Alien People

Home > Other > Alien People > Page 23
Alien People Page 23

by John Coon


  “No one destroyed it to my knowledge,” he said. “I see nothing around here to indicate they incinerated it or blew it up.”

  The same revelation which unfolded to Lance also washed over Xttra. A hopeful smile appeared on his face and he clapped his hands together.

  “Do you know what this means?”

  “They have the aerorover. And we can track it to find the soldiers and Calandra.”

  “Exactly.”

  Lance copied Xttra's smile onto his own lips.
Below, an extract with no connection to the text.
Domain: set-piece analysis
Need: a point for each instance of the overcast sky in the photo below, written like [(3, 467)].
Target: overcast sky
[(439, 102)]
Ahm brightened a star where the Earthians made one dim. Hope existed again – if only a spark. Now they could take the fight to the Earthians, strike at them, and free her.

  Xttra threw open his door and hopped inside the remaining aerorover. Lance matched his speed climbing into the vehicle. They had no time to waste if they wanted to save Calandra and the rest of their imprisoned crew from whatever fate these hostile Earthians had planned.

  28

  Calandra flinched and cried out at once after her right foot touched solid ground. Pain shot through every bone in the foot. Her mother and father each grasped a hand and held it firm.
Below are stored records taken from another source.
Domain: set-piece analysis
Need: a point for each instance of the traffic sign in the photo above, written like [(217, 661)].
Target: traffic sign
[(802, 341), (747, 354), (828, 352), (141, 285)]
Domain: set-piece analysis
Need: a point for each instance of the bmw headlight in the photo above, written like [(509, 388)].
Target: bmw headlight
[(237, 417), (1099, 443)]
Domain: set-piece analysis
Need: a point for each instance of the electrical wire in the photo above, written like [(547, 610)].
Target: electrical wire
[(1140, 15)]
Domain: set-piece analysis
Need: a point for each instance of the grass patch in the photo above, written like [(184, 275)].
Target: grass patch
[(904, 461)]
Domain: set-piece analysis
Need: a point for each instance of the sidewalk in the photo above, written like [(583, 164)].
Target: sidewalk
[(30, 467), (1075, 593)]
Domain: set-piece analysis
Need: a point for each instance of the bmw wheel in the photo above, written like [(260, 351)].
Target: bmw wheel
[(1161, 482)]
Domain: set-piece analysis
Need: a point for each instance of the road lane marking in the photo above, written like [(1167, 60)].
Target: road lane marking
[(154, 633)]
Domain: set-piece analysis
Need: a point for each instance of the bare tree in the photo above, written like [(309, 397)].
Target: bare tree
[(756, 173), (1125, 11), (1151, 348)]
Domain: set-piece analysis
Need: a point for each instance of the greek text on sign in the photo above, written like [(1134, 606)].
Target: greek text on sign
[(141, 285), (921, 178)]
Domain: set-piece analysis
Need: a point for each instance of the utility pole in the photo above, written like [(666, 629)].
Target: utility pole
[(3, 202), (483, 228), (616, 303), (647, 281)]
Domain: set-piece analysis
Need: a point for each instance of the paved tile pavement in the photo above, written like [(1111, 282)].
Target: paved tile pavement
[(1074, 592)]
  "We won't let you fall, Callie." Her mother, Alyssa, spoke to her in a soothing tone. "We're right here beside you.”

  Calandra took a few tentative steps forward, favoring her right foot. She felt so nervous taking these first steps since suffering that wretched accident in the cave. It took more than an hour to bring her to the surface after her fall. Their clan doctor warned her parents the surgically repaired foot would still be weak, especially right after the molded cast could be removed two months later. He told them it had been an act of Ahm no amputation was involved. The breaks in her foot and ankle bones were the most severe he had seen in many years.

  “I wished you had stayed away from that cave.” Her father, Malthius, looked at Calandra with a mixture of sadness and concern. “It is a dangerous enough place for an adult to explore, let alone a child with brittle bones.”

  Alyssa shot him an annoyed glare.

  “This is not the time and place for a lecture,” she said. “Callie didn't break her foot on purpose. It was a freak accident that could have happened to anyone.”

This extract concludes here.